5. The registration method of the laser point cloud and the simulation image fused with the characteristic line according to claim 1, which is characterized in that the registration accuracy qualitative and quantitative judgment method adopted by the invention is as follows:
firstly, a point cloud projection effect is achieved, laser point cloud is projected onto an image plane based on camera interior orientation elements and resolved image exterior orientation elements, and the registration effect of the laser point cloud and an image is qualitatively determined by observing the registration effect of point cloud outlines, obvious point, line and surface features and corresponding features on the image;
secondly, projecting the single image characteristic line to a plane based on the inside orientation element and the resolved outside orientation element of the image, calculating the average value of the vertical distances from two end points of the projection straight line segment of the point cloud characteristic line on the image to the corresponding image characteristic line, and calculating the included angle between the projection straight line segment and the corresponding image characteristic line;
and thirdly, based on the stereo measurement of two registration images, after the two images are registered with the ground laser point cloud, the three-dimensional coordinates of a target point are measured through front intersection and compared with the homonymous point in the initial laser point cloud, and the absolute measurement accuracy of the registration method of the invention is calculated by measuring the error in the point location.
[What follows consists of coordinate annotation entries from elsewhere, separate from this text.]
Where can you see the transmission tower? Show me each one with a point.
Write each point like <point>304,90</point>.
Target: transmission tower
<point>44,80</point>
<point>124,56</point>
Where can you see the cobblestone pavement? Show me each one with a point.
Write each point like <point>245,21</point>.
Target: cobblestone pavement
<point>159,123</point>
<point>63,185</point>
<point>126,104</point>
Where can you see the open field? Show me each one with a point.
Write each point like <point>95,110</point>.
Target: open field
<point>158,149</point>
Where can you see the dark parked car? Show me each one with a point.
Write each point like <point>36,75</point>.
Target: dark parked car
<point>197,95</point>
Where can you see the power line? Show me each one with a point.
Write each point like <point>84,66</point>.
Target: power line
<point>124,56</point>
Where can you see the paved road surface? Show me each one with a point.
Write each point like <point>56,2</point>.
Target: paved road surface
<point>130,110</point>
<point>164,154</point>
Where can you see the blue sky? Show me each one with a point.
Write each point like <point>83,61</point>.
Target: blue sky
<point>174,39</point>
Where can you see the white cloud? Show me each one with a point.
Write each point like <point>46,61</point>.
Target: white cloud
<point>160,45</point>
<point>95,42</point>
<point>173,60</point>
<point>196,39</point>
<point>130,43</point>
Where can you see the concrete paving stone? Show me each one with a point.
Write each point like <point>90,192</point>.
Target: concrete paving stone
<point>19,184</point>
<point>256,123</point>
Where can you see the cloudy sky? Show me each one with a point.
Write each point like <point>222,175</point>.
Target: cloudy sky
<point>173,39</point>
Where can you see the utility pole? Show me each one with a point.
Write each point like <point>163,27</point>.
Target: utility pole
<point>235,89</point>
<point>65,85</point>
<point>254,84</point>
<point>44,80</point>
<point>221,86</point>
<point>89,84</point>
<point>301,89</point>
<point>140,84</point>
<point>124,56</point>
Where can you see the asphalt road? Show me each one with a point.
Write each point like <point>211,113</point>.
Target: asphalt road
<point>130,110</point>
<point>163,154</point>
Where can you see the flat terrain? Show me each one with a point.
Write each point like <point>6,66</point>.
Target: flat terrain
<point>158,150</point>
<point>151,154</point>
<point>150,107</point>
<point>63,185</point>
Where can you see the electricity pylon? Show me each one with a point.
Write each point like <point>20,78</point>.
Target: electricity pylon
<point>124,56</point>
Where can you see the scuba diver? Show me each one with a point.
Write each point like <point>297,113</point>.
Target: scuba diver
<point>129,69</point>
6. The registration method of the laser point cloud and the analog image fused with the characteristic line according to claim 1, characterized in that in the point cloud rough cutting based on the region growth, one or a plurality of simple surface patches are selected as seed regions, according to the local differential geometric attributes of the point cloud, the similarity of the point cloud in the neighborhood and the seed region on the differential geometric attributes is judged, the neighborhood with certain similarity is continuously supplemented into the region, and the continuous growth and expansion of the seed region are realized; in the process, parameters of the fitting plane or curved surface are continuously updated until no point meeting the normal vector included angle or distance critical value exists in the neighborhood range of the plane or curved surface, the cutting effect and the cutting precision mainly depend on the position selection, the similarity measurement and the growth sequence of the seed point or surface, and the method specifically comprises the following steps:
firstly, a local plane formed by fitting seed points and a point set in a certain range of a neighborhood of the seed points is used as a seed surface, a plurality of adjacent points of the seed surface to be tested are determined to determine whether the adjacent points can form a plane or not, if each parameter of a certain fitting plane can meet a preset critical value, the certain fitting plane is set as the seed surface, otherwise, other points are continuously used for searching the seed surface;
secondly, the similarity measure includes that the included angle between the normal vector of the candidate neighborhood point and the normal vector of the seed surface is smaller than the set critical valueThe distance from the candidate neighborhood point to the cut point or the cut plane is smaller than a set critical value; the altitude difference and local gradient information of the airborne laser point cloud can assist in cutting; the method specifically comprises the following steps: setting the point to be grown and the region in the range of neighborhood radius H of the growth surface boundary point, and setting the point in the radius as a candidate growth point, if the candidate growth point reaches the initial seed surface S0If the vertical distance of the point is less than H, the point is brought into a seed point set of the growth surface; if the included angle between the normal vector of the candidate growing point and the normal vector of the growing surface accords with the critical value of the included angle, absorbing the point as a growing point;
thirdly, the growing sequence adopts a gradual cutting mode from local to whole for point cloud data with complex distribution or irregular shape, and after determining seed points or surfaces, local to whole expanding cutting is realized by searching neighborhood points meeting the geometric critical value condition in the neighborhood.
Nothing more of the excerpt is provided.